С утра до позднего вечера меряя шагами Ярославль, Ерошкин думал об этом и всё ни на что не мог решиться. Равно понятным, правильным ему казалось и то, чего хотели арестованный Клейман с недавно арестованным Ежовым, и то, чего добивались они со Смирновым. Возможно, в линии Смирнова было слишком много доверия к Радостиной, к тем, кто ее любил, слишком много убеждения, что они все-таки советские люди, только заблудившиеся, потерявшие верную дорогу. То есть и он, и Смирнов были склонны не наказывать их, наоборот, откликнуться, отозваться на крики о помощи. Разобраться с этим никак не получалось. И все-таки он ходил не даром, потому что к исходу третьего дня вдруг обнаружил, что худо-бедно представляет себе, что делать дальше и с Клейманом, и с Верой, и с теми людьми, которые ее любили.

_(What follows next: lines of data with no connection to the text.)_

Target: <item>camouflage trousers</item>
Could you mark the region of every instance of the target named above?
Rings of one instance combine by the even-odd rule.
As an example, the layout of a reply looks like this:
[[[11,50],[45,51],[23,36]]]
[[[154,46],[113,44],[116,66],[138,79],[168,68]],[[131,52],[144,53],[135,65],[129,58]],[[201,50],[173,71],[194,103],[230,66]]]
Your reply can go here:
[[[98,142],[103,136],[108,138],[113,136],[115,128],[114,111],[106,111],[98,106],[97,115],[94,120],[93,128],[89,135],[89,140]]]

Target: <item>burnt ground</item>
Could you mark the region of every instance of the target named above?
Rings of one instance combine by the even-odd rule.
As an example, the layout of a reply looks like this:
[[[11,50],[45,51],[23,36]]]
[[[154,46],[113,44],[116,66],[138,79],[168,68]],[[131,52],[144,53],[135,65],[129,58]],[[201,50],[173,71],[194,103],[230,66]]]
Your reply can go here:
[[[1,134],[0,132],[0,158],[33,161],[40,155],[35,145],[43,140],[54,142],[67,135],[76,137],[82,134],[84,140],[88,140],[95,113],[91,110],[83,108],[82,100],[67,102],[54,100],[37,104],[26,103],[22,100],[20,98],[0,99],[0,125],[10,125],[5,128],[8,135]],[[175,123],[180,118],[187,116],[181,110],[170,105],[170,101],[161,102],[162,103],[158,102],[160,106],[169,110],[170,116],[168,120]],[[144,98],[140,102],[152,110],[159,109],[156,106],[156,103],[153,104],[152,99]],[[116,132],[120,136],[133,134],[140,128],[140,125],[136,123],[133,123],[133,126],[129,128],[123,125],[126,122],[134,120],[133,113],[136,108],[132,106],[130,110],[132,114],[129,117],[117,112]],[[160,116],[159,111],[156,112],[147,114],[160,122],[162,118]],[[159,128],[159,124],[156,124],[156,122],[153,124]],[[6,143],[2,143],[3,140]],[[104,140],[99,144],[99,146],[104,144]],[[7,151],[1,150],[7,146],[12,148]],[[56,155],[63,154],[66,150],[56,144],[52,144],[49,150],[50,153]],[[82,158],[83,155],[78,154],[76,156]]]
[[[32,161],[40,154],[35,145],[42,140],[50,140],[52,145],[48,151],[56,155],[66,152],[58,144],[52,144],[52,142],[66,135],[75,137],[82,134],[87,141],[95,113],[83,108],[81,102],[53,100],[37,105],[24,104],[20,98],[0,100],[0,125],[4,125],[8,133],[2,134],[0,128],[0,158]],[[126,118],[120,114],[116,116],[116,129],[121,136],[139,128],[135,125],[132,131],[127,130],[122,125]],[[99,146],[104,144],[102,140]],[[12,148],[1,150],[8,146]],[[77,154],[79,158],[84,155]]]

Он по-прежнему колебался, не мог твердо сказать, кто же все-таки прав: тем не менее, что делать, знал. В общем, он, почти как Вера, оторвался от нынешней жизни, и вот ему достало трех дней, расстояния, дистанции в три дня, чтобы ухватить суть. Получалось, что и впрямь такие кульбиты, такие петли могут быть выгодны, полезны революции, и Сталин был прав, когда говорил на секретариате ЦК, что Вера, что бы она сама об этом ни думала, нужна революции. Ее опыт, то, что она делает со временем, во многих случаях для революции спасительно. Это как бы ложное отступление, тот маневр, который принес столько блестящих побед полководцам разных эпох.
В самом общем виде картина теперь виделась Ерошкину так. Во-первых, для него было очевидно, что, пока Сталин жив, пока есть хоть какая-то надежда, что Вера идет именно к нему, она в полной безопасности. Он не допустит, чтобы с ее головы упал и волос. От этой печки надо плясать. Но, идя назад так, как она идет, строго день в день, Вера дойдет до Сталина только через пятнадцать лет. Пятнадцать долгих лет, всё то время, что она провела с Бергом, Сталин будет послушно ждать и ни разу не попытается сделать то же, что с промышленностью: ни разу не провозгласит лозунг: «Пятилетку в три года».
Он ни в коем случае на это не пойдет, потому что тогда Вера потеряет дорогу, потеряет след, который прямиком ведет ее к Сталину, и им уже не встретиться. В общем, до Вериного двадцать третьего года он ничему, что они со Смирновым будут делать, мешать не станет, наоборот, объясняя и себе, и товарищам по партии, что это необходимо для мировой революции, поддержит любые их действия. Условие одно: Вера и дальше должна идти назад.